One Leader’s Experience with Followers Made
Jason Phelps is a disciple-maker at heart, and our Followers Made Cohort proved to be a solution he was looking for. We asked Jason several questions about his first experience leading Followers Made, and his answers are inspiring. Enjoy!
Jason, how did you learn about Followers Made?
During the pandemic, there were a handful of books that came out from missional Church leaders that I knew I had to read. So I started reading through my small stack and made it to “The Starfish and the Spirit” by Lance Ford, Rob Wegner, and Alan Hirsch in Spring of 2021. This book was like music to my ears and spoke to my heart. There are so many key concepts throughout this book, but one section in particular made mention of an organization called Disciples Made*; the section was about creating a culture for multiplying disciples. The first six chapters in this section were all about creating intentional disciple-making environments made up up five essential ingredients. At this point, Disciples Made was on my radar as I stepped into a new role with a new church as the Discipling Director.

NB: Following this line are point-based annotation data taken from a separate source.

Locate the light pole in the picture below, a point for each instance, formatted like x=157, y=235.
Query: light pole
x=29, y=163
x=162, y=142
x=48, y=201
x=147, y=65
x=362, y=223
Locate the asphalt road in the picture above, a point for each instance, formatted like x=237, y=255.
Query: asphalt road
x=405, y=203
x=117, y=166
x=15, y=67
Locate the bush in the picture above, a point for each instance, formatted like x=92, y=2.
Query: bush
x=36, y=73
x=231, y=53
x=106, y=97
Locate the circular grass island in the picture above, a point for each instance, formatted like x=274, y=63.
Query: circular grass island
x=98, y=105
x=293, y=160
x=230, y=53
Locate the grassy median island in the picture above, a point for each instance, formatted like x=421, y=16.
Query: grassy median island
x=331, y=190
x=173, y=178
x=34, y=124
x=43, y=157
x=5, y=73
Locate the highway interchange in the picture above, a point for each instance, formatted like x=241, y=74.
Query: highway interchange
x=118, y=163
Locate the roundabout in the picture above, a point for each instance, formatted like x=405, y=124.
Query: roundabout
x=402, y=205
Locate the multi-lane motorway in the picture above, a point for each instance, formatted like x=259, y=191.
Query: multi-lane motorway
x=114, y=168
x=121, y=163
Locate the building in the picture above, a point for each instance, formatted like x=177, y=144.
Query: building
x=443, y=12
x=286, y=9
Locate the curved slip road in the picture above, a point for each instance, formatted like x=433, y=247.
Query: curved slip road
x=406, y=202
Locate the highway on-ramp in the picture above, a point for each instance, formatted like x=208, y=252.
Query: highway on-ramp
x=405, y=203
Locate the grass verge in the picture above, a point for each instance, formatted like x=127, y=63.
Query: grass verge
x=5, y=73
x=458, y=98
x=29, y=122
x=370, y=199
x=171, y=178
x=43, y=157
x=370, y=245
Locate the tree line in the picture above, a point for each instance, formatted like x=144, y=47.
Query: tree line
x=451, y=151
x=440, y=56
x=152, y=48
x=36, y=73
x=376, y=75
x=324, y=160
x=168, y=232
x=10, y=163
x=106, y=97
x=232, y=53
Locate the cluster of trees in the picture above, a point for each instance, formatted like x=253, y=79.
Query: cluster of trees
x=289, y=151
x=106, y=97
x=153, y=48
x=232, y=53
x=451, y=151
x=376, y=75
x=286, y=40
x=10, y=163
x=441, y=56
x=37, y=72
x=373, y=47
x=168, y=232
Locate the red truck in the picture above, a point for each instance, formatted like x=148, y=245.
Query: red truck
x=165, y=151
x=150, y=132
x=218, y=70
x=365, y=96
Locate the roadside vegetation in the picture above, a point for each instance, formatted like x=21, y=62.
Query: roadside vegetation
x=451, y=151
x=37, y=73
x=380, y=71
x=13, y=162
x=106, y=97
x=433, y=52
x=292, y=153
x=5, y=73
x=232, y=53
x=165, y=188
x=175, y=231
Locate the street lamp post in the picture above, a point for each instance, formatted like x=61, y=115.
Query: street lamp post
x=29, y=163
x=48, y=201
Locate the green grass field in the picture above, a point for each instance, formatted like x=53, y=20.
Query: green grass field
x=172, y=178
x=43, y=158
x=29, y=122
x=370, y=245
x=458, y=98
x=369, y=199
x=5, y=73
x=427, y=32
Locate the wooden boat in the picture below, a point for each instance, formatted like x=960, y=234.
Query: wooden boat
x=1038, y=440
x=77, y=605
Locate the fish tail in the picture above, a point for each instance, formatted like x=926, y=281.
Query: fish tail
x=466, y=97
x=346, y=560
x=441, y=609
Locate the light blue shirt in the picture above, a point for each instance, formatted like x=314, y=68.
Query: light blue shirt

As I continued to share my excitement for this book on social media, I caught the attention of an old college friend and fellow leader in my denominational tribe, Tiffany Danley, who shared with me that they had already begun a partnership with Disciples Made years earlier (I hate that they beat me to the partnership, but given that she’s in Kansas City… I should expect that). So Tiffany and I had a Zoom call with another co-worker of mine, Stephanie. Tiffany shared that she was going to be starting a Followers Made shortly via Zoom and she invited Stephanie to join the huddle. As Stephanie shared stories of transformation with our team, we decided that Disciples Made would be the partner we needed to create a movement of disciple-making in a large prevailing model church.
After making that decision, we had Brian Phipps and Joe Klassen coach our Executive Team through the Breakout Coaching to ensure we started off well. Around this time, several from our Executive Team were also in an Exponential Cohort, which landed us in Kansas City with Rob Wegner and Brian Johnson; which only further solidified we were on the right track. Hearing from them how they are developing spiritual influencers was nothing short of inspiring.
In November of 2022, we launched two Followers Made huddles; one for women and one for men. We just wrapped up our 26-week journey this May and both FM huddles will be celebrating at their graduation huddles in the next few weeks. Disciples Made has given us a clear pathway, the language, and tools with courses and cohorts to see disciples and disciple-makers actually made. I cannot wait to see how we will make a kingdom impact when more followers of Jesus experience significant growth in their character and calling!
What were you candid first impressions about Followers Made when you heard how involved it was?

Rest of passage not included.